The Platonic Bodies are not only presented as such in the “Timaeus”, but also a theoretical model of their composition, and potential transformations are given. While the bodies themselves represent more a kind of concept for structure and arrangement, triangles constitute the underlying constructive elements, so to speak their “atoms”. Of course not arbitrary triangles, but two special categories of triangles, which may be determined by being the most beautiful ones of all.

There is no deeper explanation how this theory comes off and on what it is based. But the annotations reveal that the beauty of a shape is mainly relying on its symmetry and nativeness. Therefore the following two classes of triangles have been elected: isosceles triangles, where the cathetus build a right angle, and right-angled triangles, where the length of the smaller cathetus is the half of the hypotenuse.

Four of the isosceles triangles may be arranged to build a square, while six of the right-angled triangles may be arranged to build an equilateral triangle. So the base areas of up to four of the Platonic Bodies can already be compiled – the dodecahedron remains excluded, since its base area consists of a regular pentagon.

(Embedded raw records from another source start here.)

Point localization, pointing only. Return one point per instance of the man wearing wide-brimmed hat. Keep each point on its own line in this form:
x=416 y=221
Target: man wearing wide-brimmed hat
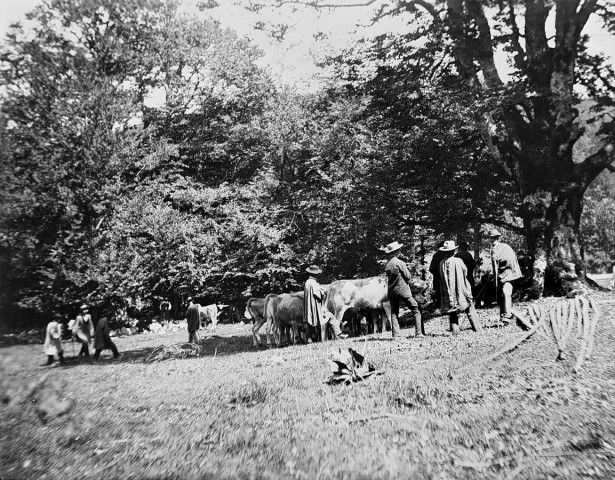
x=53 y=340
x=82 y=330
x=193 y=321
x=505 y=270
x=398 y=278
x=102 y=339
x=455 y=290
x=313 y=305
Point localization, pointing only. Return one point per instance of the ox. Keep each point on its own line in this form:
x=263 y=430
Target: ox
x=367 y=296
x=284 y=313
x=255 y=310
x=210 y=313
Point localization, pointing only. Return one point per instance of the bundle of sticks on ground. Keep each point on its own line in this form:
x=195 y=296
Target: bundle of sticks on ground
x=558 y=321
x=178 y=351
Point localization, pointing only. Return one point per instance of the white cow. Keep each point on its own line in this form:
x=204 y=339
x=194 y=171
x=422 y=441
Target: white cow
x=210 y=313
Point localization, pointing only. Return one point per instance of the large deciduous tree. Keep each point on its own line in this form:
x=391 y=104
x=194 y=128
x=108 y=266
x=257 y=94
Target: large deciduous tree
x=529 y=123
x=107 y=192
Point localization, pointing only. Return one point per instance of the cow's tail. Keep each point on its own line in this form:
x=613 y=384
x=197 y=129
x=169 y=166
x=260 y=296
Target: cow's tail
x=249 y=310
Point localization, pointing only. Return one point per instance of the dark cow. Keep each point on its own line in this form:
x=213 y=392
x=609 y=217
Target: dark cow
x=366 y=296
x=255 y=310
x=284 y=313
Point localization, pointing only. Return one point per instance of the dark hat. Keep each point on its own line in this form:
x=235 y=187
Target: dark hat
x=448 y=246
x=392 y=247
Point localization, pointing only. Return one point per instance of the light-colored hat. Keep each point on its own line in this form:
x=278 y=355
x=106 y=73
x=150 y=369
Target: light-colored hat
x=448 y=246
x=392 y=247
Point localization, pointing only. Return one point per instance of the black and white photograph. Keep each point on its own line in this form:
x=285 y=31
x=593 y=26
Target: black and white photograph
x=307 y=239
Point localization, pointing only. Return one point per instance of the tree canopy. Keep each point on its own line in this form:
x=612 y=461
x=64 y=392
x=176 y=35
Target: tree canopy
x=146 y=153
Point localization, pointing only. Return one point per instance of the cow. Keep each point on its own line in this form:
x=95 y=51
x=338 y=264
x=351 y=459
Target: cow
x=210 y=313
x=255 y=310
x=283 y=314
x=366 y=296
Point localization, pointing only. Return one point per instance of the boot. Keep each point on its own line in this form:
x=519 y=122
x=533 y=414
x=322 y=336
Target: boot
x=418 y=325
x=474 y=319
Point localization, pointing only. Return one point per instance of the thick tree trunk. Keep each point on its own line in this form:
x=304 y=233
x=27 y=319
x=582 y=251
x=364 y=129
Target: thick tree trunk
x=552 y=223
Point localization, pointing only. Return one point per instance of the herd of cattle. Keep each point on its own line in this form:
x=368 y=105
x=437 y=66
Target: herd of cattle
x=283 y=314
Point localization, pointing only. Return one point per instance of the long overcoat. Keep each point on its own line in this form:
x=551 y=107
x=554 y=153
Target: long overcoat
x=455 y=290
x=53 y=342
x=313 y=300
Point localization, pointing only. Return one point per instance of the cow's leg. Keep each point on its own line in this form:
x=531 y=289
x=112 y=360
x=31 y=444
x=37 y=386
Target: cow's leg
x=258 y=323
x=387 y=315
x=375 y=317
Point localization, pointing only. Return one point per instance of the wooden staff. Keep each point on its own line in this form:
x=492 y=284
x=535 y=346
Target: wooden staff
x=569 y=322
x=592 y=331
x=584 y=338
x=557 y=335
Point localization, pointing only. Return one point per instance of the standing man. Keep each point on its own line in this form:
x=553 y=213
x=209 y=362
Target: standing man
x=505 y=269
x=193 y=321
x=455 y=290
x=102 y=339
x=165 y=311
x=313 y=300
x=398 y=279
x=434 y=269
x=82 y=331
x=468 y=260
x=53 y=340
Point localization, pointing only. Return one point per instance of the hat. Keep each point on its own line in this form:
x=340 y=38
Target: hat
x=448 y=246
x=392 y=247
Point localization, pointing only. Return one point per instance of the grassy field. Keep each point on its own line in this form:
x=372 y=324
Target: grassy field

Based on that concept the number of the individual, elementary triangles belonging to each body may be calculated:

tetrahedron | 24 right-angled triangles | fire |

hexahedron | 24 isesceles triangles | earth |

octahedron | 48 right-angled triangles | air |

icosahedron | 120 right-angled triangles | water |

A Platonic Body may now be disassembled into its elementary triangles, to be compiled to a new and different one. Looking at the table above shows the possibilities and relations of transformation. But it shows also that the cube (hexahedron) is taking an exceptional position, since it can’t be converted into one of the other three bodies, nor is it possible to build the cube out of the others. A square can’t be build from the right-angled triangles, while an equilateral triangle can’t be build from the isosceles triangles, too.

The dodecahedron is also taking an exceptional position, since it is the only one compiled by regular pentagons. It is excluded from the depictions, but a subordinate clause is mentioning it to be the constructive element of the planet Earth. May it be a hint to the grid of Christ?

Whatever the way you look at it might be – we have here a mind model depicted in detail, but not explained. Even the youngest text analysis are not picking it up, although ancient Greece is well known for its outstanding knowledge in the field of geometry. Can it really be that such a precise presentation is simply inconsiderable?